İstanbul’da bugün bir kahvaltı programında konuşan Türkiye’nin İçişleri Bakanı Süleyman Soylu, ”Türkiye’de yıllarca iktidarların en büyük hayalinin enflasyonu 5’in altına indirmek olduğunu ve bunu da AK Parti’nin başardığını” belirterek, ”Gezi Parkı olaylarından itibaren Türkiye’nin tekrar istikrarsızlaştırılmaya” çalışıldığını söyledi.
”Türkiye’nin bağımsız olmasının istenmediğini” dile getiren Soylu, “Ekonomik olarak bağımlı olmamızı istiyorlar. Bizim sürekli olarak dışarıya para vermemizi istiyorlar. Bizim sürekli olarak ülkenin dövizle dışarıya borçlanmasını istiyorlar. Sürekli boynumuz bükük kalsın, belimiz eğik kalsın istiyorlar.” diye konuştu.
Soylu, Gezi Parkı olaylarının ardından 17-25 Aralık, 15 Temmuz darbe girişimlerinin yanı sıra Türkiye’de yaşanan yangın, sel ve deprem gibi doğal afetlerin, dünyada yaşanan salgın, Ukrayna-Rusya savaşı ve Suriye savaşı gibi tüm global gerilimlerin her birinin ülkeye maliyeti olduğunu kaydetti.
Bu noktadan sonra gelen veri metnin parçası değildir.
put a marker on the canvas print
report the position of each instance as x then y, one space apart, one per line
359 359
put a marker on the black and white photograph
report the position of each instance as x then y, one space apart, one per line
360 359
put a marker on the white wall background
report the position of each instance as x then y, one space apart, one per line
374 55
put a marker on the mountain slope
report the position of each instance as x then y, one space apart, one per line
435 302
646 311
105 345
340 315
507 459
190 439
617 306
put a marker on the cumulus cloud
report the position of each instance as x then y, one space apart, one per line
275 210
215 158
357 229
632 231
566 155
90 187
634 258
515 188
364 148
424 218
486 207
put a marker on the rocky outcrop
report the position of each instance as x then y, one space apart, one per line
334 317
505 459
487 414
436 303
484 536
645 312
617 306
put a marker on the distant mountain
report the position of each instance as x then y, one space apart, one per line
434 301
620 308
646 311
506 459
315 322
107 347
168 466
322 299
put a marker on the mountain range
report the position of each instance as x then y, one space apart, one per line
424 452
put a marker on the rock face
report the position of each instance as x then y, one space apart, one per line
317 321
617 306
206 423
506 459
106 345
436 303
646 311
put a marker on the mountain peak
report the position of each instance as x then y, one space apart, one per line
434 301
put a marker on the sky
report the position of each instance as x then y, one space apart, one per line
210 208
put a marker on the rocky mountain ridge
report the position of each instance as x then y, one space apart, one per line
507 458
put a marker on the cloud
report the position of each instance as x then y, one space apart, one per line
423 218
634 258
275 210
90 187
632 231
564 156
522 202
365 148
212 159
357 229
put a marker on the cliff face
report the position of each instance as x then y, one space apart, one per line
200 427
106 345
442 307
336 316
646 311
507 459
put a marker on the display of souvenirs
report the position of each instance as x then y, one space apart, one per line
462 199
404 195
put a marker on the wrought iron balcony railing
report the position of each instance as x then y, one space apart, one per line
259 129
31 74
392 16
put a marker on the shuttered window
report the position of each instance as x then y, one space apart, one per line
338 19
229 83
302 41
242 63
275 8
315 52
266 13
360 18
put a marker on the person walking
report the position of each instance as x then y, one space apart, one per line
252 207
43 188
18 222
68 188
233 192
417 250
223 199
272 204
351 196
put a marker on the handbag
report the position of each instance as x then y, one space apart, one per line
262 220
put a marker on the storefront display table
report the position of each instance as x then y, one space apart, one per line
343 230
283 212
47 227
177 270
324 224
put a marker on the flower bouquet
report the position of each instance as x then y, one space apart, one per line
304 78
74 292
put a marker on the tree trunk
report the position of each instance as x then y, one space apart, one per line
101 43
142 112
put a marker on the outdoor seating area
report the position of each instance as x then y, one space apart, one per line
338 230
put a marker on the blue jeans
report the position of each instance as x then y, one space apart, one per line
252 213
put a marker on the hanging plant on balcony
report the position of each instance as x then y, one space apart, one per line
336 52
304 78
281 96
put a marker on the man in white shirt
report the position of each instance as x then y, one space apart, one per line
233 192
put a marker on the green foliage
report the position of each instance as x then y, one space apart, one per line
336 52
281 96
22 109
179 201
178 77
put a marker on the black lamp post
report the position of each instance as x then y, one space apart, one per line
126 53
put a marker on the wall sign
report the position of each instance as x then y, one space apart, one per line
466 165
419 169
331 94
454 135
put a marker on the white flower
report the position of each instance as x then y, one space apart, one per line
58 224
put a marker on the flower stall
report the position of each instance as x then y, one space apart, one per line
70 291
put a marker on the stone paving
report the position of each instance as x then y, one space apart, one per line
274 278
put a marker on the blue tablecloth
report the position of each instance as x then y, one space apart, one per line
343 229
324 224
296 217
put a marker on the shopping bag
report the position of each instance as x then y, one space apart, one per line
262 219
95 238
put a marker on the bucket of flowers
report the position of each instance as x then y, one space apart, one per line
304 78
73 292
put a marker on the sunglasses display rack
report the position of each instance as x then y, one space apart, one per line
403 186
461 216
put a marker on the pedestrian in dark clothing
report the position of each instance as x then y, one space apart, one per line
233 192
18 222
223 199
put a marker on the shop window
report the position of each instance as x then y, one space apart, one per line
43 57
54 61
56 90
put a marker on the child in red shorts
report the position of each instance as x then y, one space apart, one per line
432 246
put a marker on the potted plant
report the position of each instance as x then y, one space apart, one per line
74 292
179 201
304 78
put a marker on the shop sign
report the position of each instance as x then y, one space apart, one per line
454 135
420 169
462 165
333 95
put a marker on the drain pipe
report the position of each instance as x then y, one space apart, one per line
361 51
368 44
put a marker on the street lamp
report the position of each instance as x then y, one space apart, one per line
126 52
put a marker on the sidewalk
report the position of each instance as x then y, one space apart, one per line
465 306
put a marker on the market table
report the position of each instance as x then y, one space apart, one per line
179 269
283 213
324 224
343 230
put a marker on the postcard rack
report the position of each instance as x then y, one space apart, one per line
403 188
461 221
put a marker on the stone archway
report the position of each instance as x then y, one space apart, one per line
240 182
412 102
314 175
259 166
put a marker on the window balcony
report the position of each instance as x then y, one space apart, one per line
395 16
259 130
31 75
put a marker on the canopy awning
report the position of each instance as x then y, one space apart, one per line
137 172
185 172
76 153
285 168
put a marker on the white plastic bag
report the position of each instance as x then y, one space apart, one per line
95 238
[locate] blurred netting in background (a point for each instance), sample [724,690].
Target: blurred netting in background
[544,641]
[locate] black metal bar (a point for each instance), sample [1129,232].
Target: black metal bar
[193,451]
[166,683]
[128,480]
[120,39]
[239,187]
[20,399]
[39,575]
15 Temmuz’un verdiği zarar
15 Temmuz darbe girişiminin Türkiye’nin ekonomi, siyasi, sosyal hayat ve dış politikasına zarar verdiğini anlatan Soylu, şöyle devam etti:
“Ben kendi İçişleri Bakanlığımı anlatayım. Polisinden jandarmasına, kaymakamından valisine kadar her birinden yeniden almak zorunda kaldık. O arayı nasıl geçtik? Bazı illerde hala iki vali yardımcısıyla beraber gidiyoruz. Çünkü neredeyse ilçelere verebilecek kaymakam sayısı azaldı, vali yardımcılarını getirdik kaymakamlığa. Polis sayımız, jandarma sayımız azaldı. Neden? Çünkü her birini bir yere sokuşturmuşlar. Hakim sayımız, savcı sayımız… Bunu yeniden kendine getirebilmek, yeniden aynı sayıyı denkleyebilmek için yaklaşık 6-7 yıllık bir zaman dilimine ihtiyacımız oldu ve bunu gerçekleştirdik. Bu kadar ufacık bir maliyetten bahsediyorum. Diğer ekonomik maliyeti, gelecek maliyeti, bunların her birinin kendi adına elbette ki önemli süreçleri ve maliyetleri oldu.”
Soylu, ”Türkiye’nin Doğu ve Güneydoğu Anadolu bölgelerinin yıllarca terör olayları nedeniyle kalkınamadığını” ileri sürerek, ”Cumhurbaşkanı Erdoğan’ın bu durumu tersine çevirdiğini” aktardı.
Soylu, konuşmasını şöyle sürdürdü:
“Diyarbakır’dan ne kadar mesul isek Erbil’den de o kadar mesulüz. Diyarbakır’dan ne kadar mesul isek Şam’dan da Bağdat’tan da o kadar mesulüz. Eğer her tarafta huzur olursa, etrafımızdaki coğrafyayla bunu çok güçlü bir şekilde yaşamaya çalışırız. O ülkelerin de bize ihtiyaçları var. Türkiye’yi örnek görüyorlar. Çünkü onlar da Batı’ya karşı direnmeye çalışıyorlar. Biz de Batı’ya karşı direndik, belli bir noktaya kadar gelebildik. Geldik de ne oldu? Altyapımızı yaptık. Gelecek nesillerimize, gelecek Türkiye’mize daha büyük bir sıçrama imkanı sağladık. Eğer altyapımız olmasaydı, şöyle iterek bizi düşüreceklerdi, bir hamleyle. Bizi 15 Temmuz’da düşürememelerinin sebebi, bizi dolar saldırılarında düşürememenin sebebi tam da budur.”